H : Cette assistance existe-t-elle déjà dans d'autres pays?
MN : La Hollande a été la première à la mettre en place en 1980, puis le Danemark, l'Allemagne, la Suisse allemande et romande. Il existe, à Genève, une école officielle qui forme les prostituées à cet accompagnement. Nous avons d'ailleurs l'intention, lorsque nous aurons obtenu gain de cause, de former nos assistants dans cette école.

H : Mais c'est un principe vraiment insolite qui laisse imaginer certaines dérives?
MN : Il y a une sélection drastique, justement pour éviter toute déviance et il faut savoir que 80% des postulants sont recalés. La plupart de ceux qui sont retenus vivent en couple, ont parfois même des enfants, et nous exigeons donc que les conjoints donnent leur accord. Les dérives que l'on connaît aujourd'hui sont bien plus graves : il faut savoir que des mères sont obligées de masturber leurs fils tandis que certaines personnes handicapées doivent se saigner financièrement pour aller en Suisse ou en Hollande obtenir leur petit « soulagement ». Il faut arrêter cette hypocrisie.

H : Avez-vous des détracteurs parmi les personnes handicapées?
MN : Comme partout, il y a des intégristes ou d'autres qui ont peur. Pour des raisons culturelles, éthiques ou religieuses, ils s'imposent donc la chasteté. Mais je suis à peu près certain que le jour où les choses se mettront en place, ils changeront d'avis.

H : Vous vous fixiez une échéance de 2 ans pour arriver à vos fins, qu'en est-il aujourd'hui ?
MN : Nous espérons plutôt un résultat courant 2010. Depuis 2007, nous avons évoqué la question avec Patrick Gohet, délégué interministériel aux personnes handicapées. L'Etat suit ce dossier de très près. Nous avons une seconde réunion fin mai avec les représentants du mouvement du NID qui milite en faveur de l'abolition de la prostitution. Ils sont évidemment contre notre projet mais cette rencontre est importante car ils ont un grand poids en France et il est préférable de pouvoir trouver un terrain d'entente avec eux. Il n'est dans l'intérêt de personne de forcer les portes, surtout dans un domaine aussi délicat. Nos arguments sont très clairs, que même les membres du NID ne réfutent pas. Nous devons néanmoins les rassurer et proposer suffisamment de garde-fous pour éviter les dérives. Notre but n'est évidemment pas la légalisation de la prostitution en France.

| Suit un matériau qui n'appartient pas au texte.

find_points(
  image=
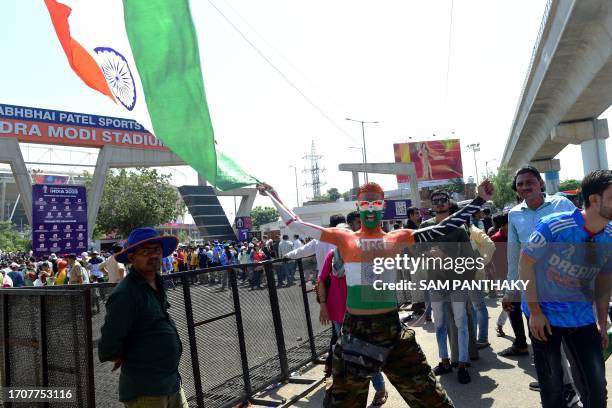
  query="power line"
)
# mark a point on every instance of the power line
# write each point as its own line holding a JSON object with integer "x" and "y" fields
{"x": 448, "y": 60}
{"x": 311, "y": 102}
{"x": 284, "y": 58}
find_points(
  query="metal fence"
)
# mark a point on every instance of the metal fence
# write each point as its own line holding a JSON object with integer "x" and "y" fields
{"x": 237, "y": 339}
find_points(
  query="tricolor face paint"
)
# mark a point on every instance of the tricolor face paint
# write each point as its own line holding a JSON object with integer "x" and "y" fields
{"x": 371, "y": 212}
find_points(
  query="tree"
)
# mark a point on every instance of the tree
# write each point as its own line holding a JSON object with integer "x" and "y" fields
{"x": 11, "y": 240}
{"x": 333, "y": 194}
{"x": 136, "y": 199}
{"x": 263, "y": 215}
{"x": 570, "y": 184}
{"x": 502, "y": 180}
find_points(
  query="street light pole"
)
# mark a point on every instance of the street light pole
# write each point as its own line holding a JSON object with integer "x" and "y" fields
{"x": 297, "y": 200}
{"x": 475, "y": 147}
{"x": 362, "y": 157}
{"x": 365, "y": 157}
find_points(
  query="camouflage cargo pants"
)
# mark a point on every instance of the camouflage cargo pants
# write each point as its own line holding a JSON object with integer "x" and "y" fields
{"x": 406, "y": 366}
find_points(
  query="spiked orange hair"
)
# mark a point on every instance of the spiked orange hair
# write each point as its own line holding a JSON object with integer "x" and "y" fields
{"x": 371, "y": 188}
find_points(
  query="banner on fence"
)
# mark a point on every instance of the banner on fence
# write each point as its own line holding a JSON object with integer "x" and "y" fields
{"x": 59, "y": 219}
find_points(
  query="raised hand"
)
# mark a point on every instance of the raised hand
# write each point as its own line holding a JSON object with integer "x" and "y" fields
{"x": 486, "y": 190}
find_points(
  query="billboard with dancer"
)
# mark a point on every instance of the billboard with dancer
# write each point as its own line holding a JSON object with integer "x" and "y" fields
{"x": 436, "y": 162}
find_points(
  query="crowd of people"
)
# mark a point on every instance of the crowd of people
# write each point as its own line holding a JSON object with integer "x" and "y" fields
{"x": 23, "y": 269}
{"x": 565, "y": 303}
{"x": 546, "y": 241}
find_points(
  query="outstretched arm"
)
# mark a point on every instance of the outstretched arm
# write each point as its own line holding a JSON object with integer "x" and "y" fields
{"x": 456, "y": 220}
{"x": 293, "y": 222}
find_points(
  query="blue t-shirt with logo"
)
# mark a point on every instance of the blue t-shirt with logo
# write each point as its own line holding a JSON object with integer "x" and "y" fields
{"x": 567, "y": 259}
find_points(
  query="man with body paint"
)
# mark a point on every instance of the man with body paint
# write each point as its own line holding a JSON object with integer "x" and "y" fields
{"x": 373, "y": 339}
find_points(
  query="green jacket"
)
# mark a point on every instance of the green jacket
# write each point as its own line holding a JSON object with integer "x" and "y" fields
{"x": 138, "y": 329}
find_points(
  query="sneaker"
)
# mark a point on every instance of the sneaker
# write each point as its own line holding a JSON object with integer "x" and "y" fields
{"x": 442, "y": 368}
{"x": 456, "y": 365}
{"x": 463, "y": 375}
{"x": 480, "y": 344}
{"x": 380, "y": 397}
{"x": 570, "y": 397}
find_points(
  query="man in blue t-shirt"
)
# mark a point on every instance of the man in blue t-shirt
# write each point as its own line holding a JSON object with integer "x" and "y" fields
{"x": 568, "y": 263}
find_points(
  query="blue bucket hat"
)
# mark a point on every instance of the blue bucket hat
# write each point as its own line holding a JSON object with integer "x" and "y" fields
{"x": 147, "y": 235}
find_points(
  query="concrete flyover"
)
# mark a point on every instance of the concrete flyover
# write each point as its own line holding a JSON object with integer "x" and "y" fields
{"x": 568, "y": 86}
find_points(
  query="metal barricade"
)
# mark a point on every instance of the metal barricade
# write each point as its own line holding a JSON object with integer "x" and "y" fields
{"x": 237, "y": 338}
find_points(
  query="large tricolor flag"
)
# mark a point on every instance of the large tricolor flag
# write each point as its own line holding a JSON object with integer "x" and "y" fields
{"x": 143, "y": 55}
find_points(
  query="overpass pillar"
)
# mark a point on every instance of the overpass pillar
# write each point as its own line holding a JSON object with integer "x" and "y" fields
{"x": 591, "y": 135}
{"x": 550, "y": 168}
{"x": 594, "y": 156}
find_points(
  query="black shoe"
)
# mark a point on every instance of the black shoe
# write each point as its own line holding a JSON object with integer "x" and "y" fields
{"x": 463, "y": 375}
{"x": 442, "y": 368}
{"x": 569, "y": 396}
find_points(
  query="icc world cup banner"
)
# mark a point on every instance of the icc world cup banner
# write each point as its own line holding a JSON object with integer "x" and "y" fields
{"x": 59, "y": 218}
{"x": 436, "y": 162}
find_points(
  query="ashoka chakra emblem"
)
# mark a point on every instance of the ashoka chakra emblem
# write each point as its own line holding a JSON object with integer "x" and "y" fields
{"x": 118, "y": 75}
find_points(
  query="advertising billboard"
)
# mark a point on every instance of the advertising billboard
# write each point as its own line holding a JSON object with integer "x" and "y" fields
{"x": 59, "y": 218}
{"x": 436, "y": 162}
{"x": 396, "y": 209}
{"x": 46, "y": 126}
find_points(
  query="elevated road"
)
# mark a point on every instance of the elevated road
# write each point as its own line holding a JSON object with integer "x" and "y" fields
{"x": 568, "y": 86}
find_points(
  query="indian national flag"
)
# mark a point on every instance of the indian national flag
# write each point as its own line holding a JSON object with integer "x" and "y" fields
{"x": 143, "y": 55}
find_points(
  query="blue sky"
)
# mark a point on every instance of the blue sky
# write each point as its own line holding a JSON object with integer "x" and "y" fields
{"x": 384, "y": 60}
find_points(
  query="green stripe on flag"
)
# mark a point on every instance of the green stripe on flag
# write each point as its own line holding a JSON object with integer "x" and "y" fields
{"x": 165, "y": 47}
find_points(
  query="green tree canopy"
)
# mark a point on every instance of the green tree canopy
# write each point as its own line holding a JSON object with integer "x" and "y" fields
{"x": 570, "y": 184}
{"x": 133, "y": 199}
{"x": 11, "y": 240}
{"x": 502, "y": 180}
{"x": 263, "y": 215}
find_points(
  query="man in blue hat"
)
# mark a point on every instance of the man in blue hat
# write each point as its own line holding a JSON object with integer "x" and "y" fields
{"x": 138, "y": 334}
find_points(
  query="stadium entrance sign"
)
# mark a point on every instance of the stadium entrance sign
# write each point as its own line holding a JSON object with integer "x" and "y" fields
{"x": 51, "y": 127}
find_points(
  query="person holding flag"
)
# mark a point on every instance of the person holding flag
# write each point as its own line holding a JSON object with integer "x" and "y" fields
{"x": 373, "y": 338}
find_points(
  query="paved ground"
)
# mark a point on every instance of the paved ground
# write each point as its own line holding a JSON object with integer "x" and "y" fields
{"x": 496, "y": 381}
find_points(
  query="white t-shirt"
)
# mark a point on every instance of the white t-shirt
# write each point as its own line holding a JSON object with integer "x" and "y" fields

H : C'est une question vraiment taboue qui n'est jamais, contrairement à l'euthanasie, discutée sur la place publique. Comment les choses évoluent-elles ?
MN : Le déclencheur a été le colloque que j'ai organisé en 2007. Depuis, le débat monte crescendo. Le monde politique est au courant et le fait qu'il suive ce travail est significatif. Nous devons d'ailleurs rencontrer un groupe de parlementaires pour en discuter. En février, France 5 a évoqué la question dans son émission « L'amour sans limite », à laquelle j'ai participé. Je suis d'ailleurs, pour répondre à une demande grandissante, en train de m'installer en tant que consultant dans ce domaine et j'envisage de travailler avec l'école de Genève dès septembre. Notre mobilisation se structure, prend vraiment de l'ampleur, et continuer à refuser la mise en œuvre de cet accompagnement serait du délire.